Artículo publicado en El País, 17.08.2013
La grandeza de la sociedad contemporánea se expresa muy bien en esa igualdad inicial de posibilidades por la que a todos les resulta posible demostrar su capacidad sin el lastre de una posición social inamovible. Pero la democratización del movimiento tiene su reverso ingrato en las patologías propias de una sociedad de advenedizos, formada por nuevos nómadas que en vez transitar por espacios físicos, de recorrer estepas y desiertos, vagan por los ámbitos de la posibilidad.
En el terreno social es donde mejor se comprueba la ambigüedad de este imperio de la movilidad. Las reformas del mercado de trabajo apuntan hacia un incremento de la eventualidad, bajo la forma de precariedad y movilidad del empleo, de flexibilidad. La empresa trata de liberarse de una relación laboral permanente mediante el recurso a las empresas de empleo temporal. El obrero eventual no se siente parte de la empresa; ésta le considera como un coste del que conviene prescindir cuanto antes. Esto supone considerar que la organización es una rémora y los parados una especie de “contaminación laboral” generada por el proceso productivo. En el mejor de los casos, las medidas de protección social tratarán de reciclar a los que van quedando inadaptados al nuevo entorno competitivo. Aparece así una especie de adolescencia profesional perpetua, un síndrome de la preparación incesante. Quizás sea esto lo que explique la nueva ideología del masterismo, la acumulación de programas donde fundamentalmente se nos enseña que hay que aprender a aprender.
En todo esto hay una cuestión de fondo que merece la pena examinar: la consideración de que la identidad es el todavía no de las cosas; la identidad es algo que se encuentra pertinazmente un poco más lejos, más adelante de donde nos encontramos. En la primera de las Elegías a Duino, Rilke expresaba así el vértigo de lo que ha dejado de contar pero todavía no se ha hecho valer: cada sordo giro del mundo tiene tales desheredados, / a quienes ni lo anterior ni tampoco lo que sigue pertenece.
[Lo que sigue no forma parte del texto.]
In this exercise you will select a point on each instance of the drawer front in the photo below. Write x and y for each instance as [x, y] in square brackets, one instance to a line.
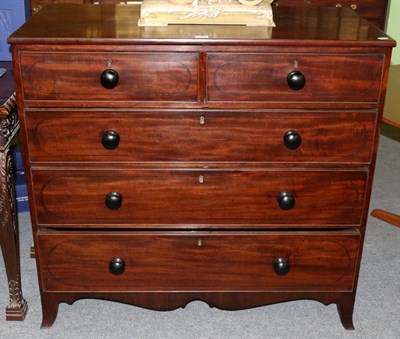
[243, 262]
[266, 77]
[196, 198]
[141, 76]
[199, 136]
[365, 8]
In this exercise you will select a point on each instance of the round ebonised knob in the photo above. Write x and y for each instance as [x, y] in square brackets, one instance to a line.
[113, 200]
[292, 139]
[110, 139]
[117, 266]
[296, 80]
[281, 266]
[286, 200]
[109, 78]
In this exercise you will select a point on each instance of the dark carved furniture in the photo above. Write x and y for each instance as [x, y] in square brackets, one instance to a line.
[9, 240]
[373, 10]
[228, 164]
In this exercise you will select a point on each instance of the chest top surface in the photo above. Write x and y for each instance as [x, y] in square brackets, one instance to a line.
[117, 24]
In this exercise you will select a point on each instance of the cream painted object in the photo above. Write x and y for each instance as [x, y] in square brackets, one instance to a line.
[205, 12]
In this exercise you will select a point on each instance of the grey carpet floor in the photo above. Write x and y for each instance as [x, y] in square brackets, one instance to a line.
[377, 308]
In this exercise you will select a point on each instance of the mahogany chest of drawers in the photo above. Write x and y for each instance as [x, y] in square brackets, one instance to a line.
[373, 10]
[227, 164]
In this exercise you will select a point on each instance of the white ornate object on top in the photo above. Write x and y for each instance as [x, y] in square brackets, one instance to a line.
[205, 12]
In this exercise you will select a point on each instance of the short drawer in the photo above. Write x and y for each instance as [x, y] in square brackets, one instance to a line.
[198, 261]
[204, 135]
[110, 76]
[198, 198]
[293, 77]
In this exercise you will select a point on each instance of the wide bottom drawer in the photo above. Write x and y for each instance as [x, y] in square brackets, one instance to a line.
[198, 261]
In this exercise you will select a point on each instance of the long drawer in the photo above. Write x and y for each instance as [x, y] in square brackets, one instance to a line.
[197, 198]
[292, 261]
[127, 76]
[366, 8]
[203, 135]
[293, 77]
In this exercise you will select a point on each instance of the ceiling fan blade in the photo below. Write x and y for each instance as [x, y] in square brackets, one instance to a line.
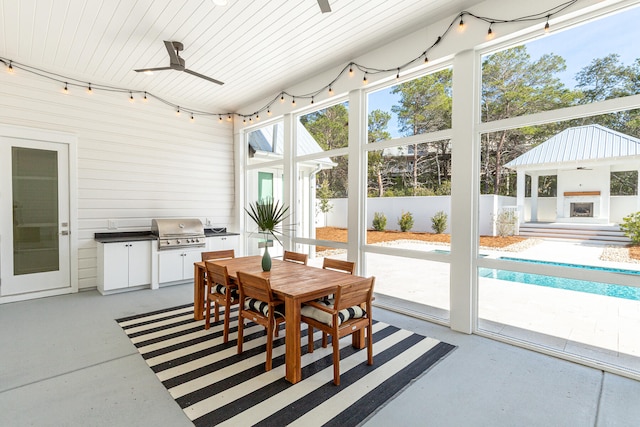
[173, 55]
[193, 73]
[324, 6]
[142, 70]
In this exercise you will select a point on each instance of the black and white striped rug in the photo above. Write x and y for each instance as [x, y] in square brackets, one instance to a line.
[215, 386]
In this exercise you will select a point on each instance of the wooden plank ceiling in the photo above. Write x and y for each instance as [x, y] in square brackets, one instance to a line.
[256, 47]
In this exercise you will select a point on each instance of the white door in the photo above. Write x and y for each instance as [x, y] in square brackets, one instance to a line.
[34, 216]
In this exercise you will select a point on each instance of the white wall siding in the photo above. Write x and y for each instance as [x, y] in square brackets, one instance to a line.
[136, 161]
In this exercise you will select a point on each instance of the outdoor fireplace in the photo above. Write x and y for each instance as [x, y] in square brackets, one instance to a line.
[581, 209]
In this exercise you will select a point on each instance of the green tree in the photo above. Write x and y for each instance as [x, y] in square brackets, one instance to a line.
[514, 85]
[377, 131]
[425, 106]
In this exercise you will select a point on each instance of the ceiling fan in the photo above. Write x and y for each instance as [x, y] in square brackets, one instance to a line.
[177, 63]
[324, 6]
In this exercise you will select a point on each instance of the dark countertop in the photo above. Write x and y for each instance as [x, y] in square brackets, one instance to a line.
[132, 236]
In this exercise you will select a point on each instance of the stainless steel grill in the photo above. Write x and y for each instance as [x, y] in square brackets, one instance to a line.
[176, 233]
Un nómada es un parvenu, un advenedizo, refugiado o forastero, alguien sin permiso definitivo de residencia, un recién llegado que está de paso en cualquier lugar. Esto supone una liberación respecto del pasado limitante, pero también una desprotección absoluta. Hannah Arendt lo advirtió muy bien cuando señalaba que la autonomía del ser humano se transforma ocasionalmente en la tiranía de las posibilidades. Lo posible seduce y amenaza a un tiempo porque ofrece oportunidades y deja abierto el desastre.
Lo que distingue una sociedad tradicional de una moderna es el modo en que se configura el rango social, si es algo que se tiene o que se conquista, si es una definición poseída o una identidad alcanzada. Las definiciones son innatas; las identidades son hechas. Las definiciones le dicen a uno lo que es; las identidades le seducen con lo que uno no es pero podría llegar a ser. Beaumarchais puso en boca de su Fígaro ese sentimiento de no necesitar demostrar nada: ¿ha hecho el señor conde algo grande? Se ha tomado la molestia de nacer. Un advenedizo, en cambio, es una persona en busca beligerante de identidad. Anda a la caza de identidades porque inicialmente no le están permitidas las definiciones.
Sólo los aristócratas pueden permitirse hacer valer lo que son, por eso no hacen nada; todos los demás son alabados o condenados por lo que hacen. El aristócrata del Wilhelm Meister de Goethe extrajo de ello la única conclusión lógica: irse al teatro. Sobre el escenario podía identificarse con personajes que hacían cosas, que no se limitaban a ser. La mayoría de los advenedizos no pueden elegir como Wilhelm. La vida es su escenario. Lo que para un establecido es juego que le distrae de la aburrida permanencia de su ser, es para el advenedizo una presión implacable que le impide ser, un destino constante que le obliga a desfilar por la pasarela de las identidades. El aristócrata ha elegido la existencia teatral; los parias han sido obligados a ser actores, con el riesgo del ridículo o la condena sin disponer de una retaguardia definitiva.
El horror del paria es la deportación en caso de fracasar. Hoy héroe, mañana un canalla. Me parece que este es el mecanismo que explica el hecho de que la economía se haya convertido en el escenario en que este paso de genio a villano es más rápido y cruel. Cuanto más individual es el éxito económico, más asignable es la culpa del fracaso; ninguna organización soporta el desastre, pues el empresario había basado su estrategia en quitarse de encima el lastre de la organización.
Si hubiera una nueva declaración de derechos humanos, deberíamos proponer que se introdujera el derecho a la irreciclabilidad, a envejecer, el respeto hacia el que ya no puede innovar, la dignidad de lo que se es frente a lo que se podría llegar a ser.